Because of these differences, Beijing is unlikely to over-react to India’s enhanced force levels. Given China’s massive military deployment in Tibet and Xinjiang, and its expanding road and rail infrastructure that already allows it to concentrate seven to nine divisions within a fortnight for an offensive against a chosen point in India’s defences, the Indian army’s four divisions and two armoured brigades are mere pinpricks to the balance of power. What will certainly change is the impression of Indian military weakness.
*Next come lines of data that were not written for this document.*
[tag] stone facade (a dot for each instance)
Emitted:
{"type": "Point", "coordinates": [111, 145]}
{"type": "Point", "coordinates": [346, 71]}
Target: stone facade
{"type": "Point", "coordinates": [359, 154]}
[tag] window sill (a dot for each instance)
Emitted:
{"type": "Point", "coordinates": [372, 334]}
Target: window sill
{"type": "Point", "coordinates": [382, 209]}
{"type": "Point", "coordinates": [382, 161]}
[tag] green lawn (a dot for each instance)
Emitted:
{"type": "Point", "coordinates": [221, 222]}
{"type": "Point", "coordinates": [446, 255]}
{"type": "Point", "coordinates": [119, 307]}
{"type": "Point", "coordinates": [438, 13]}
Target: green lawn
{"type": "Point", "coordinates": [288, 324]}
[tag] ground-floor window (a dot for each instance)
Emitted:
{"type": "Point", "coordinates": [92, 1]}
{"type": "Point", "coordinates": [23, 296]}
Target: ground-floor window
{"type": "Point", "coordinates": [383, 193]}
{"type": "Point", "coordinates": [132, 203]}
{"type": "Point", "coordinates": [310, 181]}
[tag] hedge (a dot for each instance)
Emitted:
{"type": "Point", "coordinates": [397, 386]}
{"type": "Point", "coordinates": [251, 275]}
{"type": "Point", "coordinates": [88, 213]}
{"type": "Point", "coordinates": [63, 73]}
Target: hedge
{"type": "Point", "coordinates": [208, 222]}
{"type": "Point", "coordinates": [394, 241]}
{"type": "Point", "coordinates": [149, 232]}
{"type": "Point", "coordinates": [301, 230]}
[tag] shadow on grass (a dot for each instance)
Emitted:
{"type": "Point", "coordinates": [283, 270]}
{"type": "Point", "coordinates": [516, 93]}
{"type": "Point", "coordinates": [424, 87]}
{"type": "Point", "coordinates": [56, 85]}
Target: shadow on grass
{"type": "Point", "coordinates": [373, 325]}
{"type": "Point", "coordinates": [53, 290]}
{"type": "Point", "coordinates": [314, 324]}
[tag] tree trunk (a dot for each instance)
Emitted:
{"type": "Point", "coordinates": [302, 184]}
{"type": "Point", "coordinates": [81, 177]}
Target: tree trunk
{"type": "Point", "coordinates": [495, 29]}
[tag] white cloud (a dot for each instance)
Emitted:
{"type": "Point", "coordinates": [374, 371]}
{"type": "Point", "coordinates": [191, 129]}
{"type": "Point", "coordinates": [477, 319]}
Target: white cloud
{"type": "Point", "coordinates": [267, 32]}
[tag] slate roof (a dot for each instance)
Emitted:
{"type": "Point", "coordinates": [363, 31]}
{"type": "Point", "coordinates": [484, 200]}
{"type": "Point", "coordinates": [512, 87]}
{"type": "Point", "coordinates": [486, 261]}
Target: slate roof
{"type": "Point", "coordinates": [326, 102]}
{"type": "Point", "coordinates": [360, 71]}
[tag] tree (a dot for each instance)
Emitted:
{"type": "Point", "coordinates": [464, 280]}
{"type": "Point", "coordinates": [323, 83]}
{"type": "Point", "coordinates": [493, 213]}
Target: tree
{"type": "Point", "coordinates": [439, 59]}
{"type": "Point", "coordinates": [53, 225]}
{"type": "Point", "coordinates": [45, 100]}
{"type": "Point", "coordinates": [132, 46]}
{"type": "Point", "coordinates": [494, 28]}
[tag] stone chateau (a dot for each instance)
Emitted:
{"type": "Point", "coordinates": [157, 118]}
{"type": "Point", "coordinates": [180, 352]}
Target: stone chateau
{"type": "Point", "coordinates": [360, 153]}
And, given that weakness breeds instability by inviting a strike from a militarily superior enemy, India’s build-up would go a long way towards stabilising the “eastern sector”. Were India not so poorly prepared in 1962, China might not have waged war so confidently.
Finally, unlike with Pakistan, there are engagement mechanisms with China that stabilise the relationship. The two navies cooperate daily in anti-piracy patrolling off the Gulf of Aden. There is a military-to-military dialogue that, notwithstanding recent hiccups, organises joint training, exchanges and visits. New Delhi and Beijing increasingly collaborate in international negotiations, most recently taking closely aligned positions in the climate change negotiations. Trade relations are growing exponentially. Most importantly, India and China simply do not share the same levels of animosity as do India and Pakistan.